В середине XIX века население Нидерландов насчитывало чуть больше трех миллионов человек. Несколько сотен тысяч из них — точные цифры неизвестны — жили в крайней нищете. Самых бедных могли без суда и следствия депортировать из больших городов в колонию нищих Оммерсханс в Оверэйсселе — Сибирь тогдашних Нидерландов. Членов одной семьи разъединяли, супруги больше никогда не видели ни друг друга, ни своих детей; кто не мог интенсивно работать, получал всё меньше пищи и угасал от голода: замкнутый круг, из которого не было выхода.
Для сотен тысяч нидерландцев голод был реальной проблемой. Картофель в XVIII веке заменил ржаной хлеб в качестве народной еды, и во многих семьях в общем-то ничего другого на стол и не подавали. Поэтому в стране произошла настоящая катастрофа, когда в 1845 году и несколько лет потом поля подверглись атаке печально известной картофельной гнили: урожаи падали, а цены стремительно росли. Дауэс Деккер в 1864 году в нескольких строчках описал жизнь многих нидерландских рабочих. Он просто привел записи домашних расходов рабочего лесопильни Клааса Риса. Расходы на питание мужа, жены и троих детей — в основном хлеб и картофель — составляли две трети бюджета. На одежду, обувь и возможные расходы на лечение у семьи оставалось ровно 22,5 цента. На вопрос Дауэса Деккера: «Вы что-нибудь тратите на то, чтобы доставить немного удовольствия для себя, вашей жены или ваших детей?» — Рис ответил: «Я не знаю, откуда бы я на это мог взять денег».

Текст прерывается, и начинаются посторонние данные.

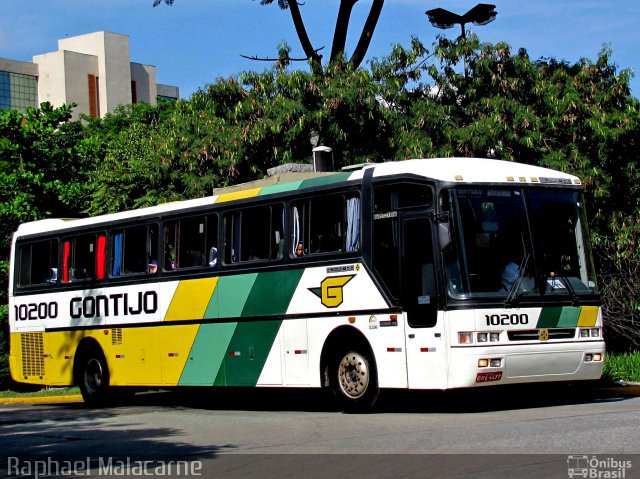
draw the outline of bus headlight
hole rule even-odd
[[[599,338],[600,328],[580,328],[581,338]]]
[[[462,332],[458,333],[458,343],[459,344],[473,344],[473,333],[471,332]]]
[[[478,333],[478,342],[486,343],[488,339],[487,333]]]

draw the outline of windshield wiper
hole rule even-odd
[[[551,278],[552,278],[551,281],[554,281],[555,277],[556,277],[556,274],[555,273],[551,273]],[[576,290],[573,289],[573,286],[571,285],[571,282],[569,281],[569,278],[567,278],[566,276],[558,276],[558,278],[560,278],[560,281],[562,281],[562,285],[567,290],[567,293],[569,293],[569,297],[571,298],[571,304],[573,306],[579,306],[580,305],[580,300],[578,299],[578,295],[576,294]]]
[[[529,257],[531,255],[529,253],[525,253],[522,257],[522,261],[520,262],[520,266],[518,267],[518,276],[516,280],[511,285],[511,289],[509,289],[509,294],[507,295],[507,299],[504,300],[504,305],[507,308],[513,306],[513,303],[516,299],[522,296],[525,292],[521,291],[518,294],[518,289],[520,289],[520,284],[522,283],[522,278],[524,278],[524,272],[527,270],[527,264],[529,264]]]

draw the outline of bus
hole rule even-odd
[[[88,403],[325,388],[355,411],[383,388],[600,377],[579,178],[481,158],[298,175],[20,225],[13,379],[75,384]]]

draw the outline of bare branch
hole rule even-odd
[[[319,52],[320,50],[322,50],[324,47],[320,47],[316,50],[314,50],[316,53]],[[240,54],[240,56],[242,58],[246,58],[247,60],[256,60],[259,62],[277,62],[279,60],[281,60],[281,58],[260,58],[256,55],[254,56],[249,56],[249,55],[242,55]],[[287,60],[292,61],[292,62],[306,62],[309,60],[309,57],[304,57],[304,58],[287,58]]]

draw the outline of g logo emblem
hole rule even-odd
[[[318,296],[322,304],[327,308],[337,308],[344,301],[342,288],[354,276],[353,274],[349,276],[329,276],[322,280],[319,288],[309,288],[309,291]]]
[[[538,338],[540,341],[549,341],[549,330],[548,329],[539,329],[538,330]]]

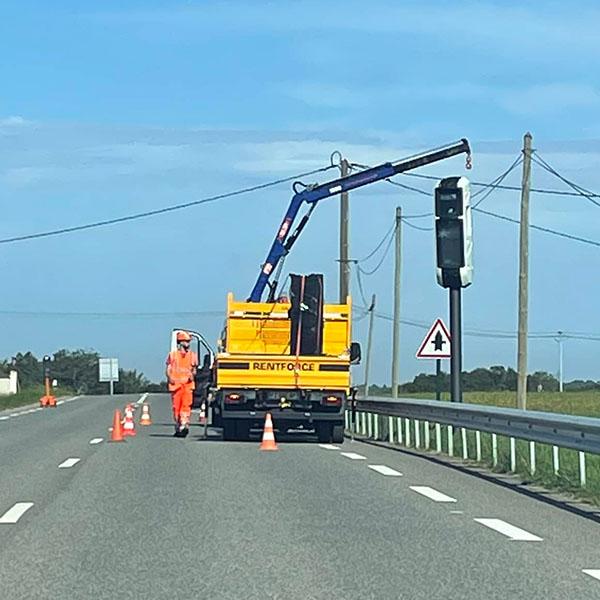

И всё же остается вопрос: были ли жизненные обстоятельства Клааса Риса в то время действительно нормой. Немало нидерландцев жили в самом деле намного хуже, чем раньше, но это объяснялось прежде всего тем, что люди впадали в нищету, поскольку опустели благотворительные кассы; во времена Батавской республики были распущены такие старые институты, как гильдии, которые служили сетью социальной поддержки. Рост цен на продукты питания создавал большие проблемы. С другой стороны, в Нидерландах почти не было перенаселенных промышленных городов, где рабочие вынуждены не только переносить нечеловеческие условия труда, но и проживать в убогих условиях многолюдных квартир, что было, например, обычным явлением в Англии XIX века. После 1850 года наметился явный поворот к лучшему. Развитие больших прилегающих германских регионов привело к оживлению и нидерландской экономики. Благодаря прибыли, которую давала «система принудительных культур» в Ост-Индии, удушающий государственный долг мог быть снижен до нормального уровня. Хотя и позже, чем в остальной Европе, прокладывалась сеть железных дорог: в 1856 году Амстердам был соединен железнодорожной линией с германской Рейнской областью; в 1872 году посредством гигантского железнодорожного моста Мурдейкбрюх через голландский Дип были соединены северные и южные провинции, а в 1874 году стал доступным и север. Мощеные дороги прекратили зимнюю изоляцию многих деревень и городов. Телеграфная связь внесла новую динамику в хозяйственную жизнь. Население столицы удвоилось в течение нескольких десятилетий: от чуть более двухсот тысяч человек в 1840-м до более чем полумиллиона в 1900 году.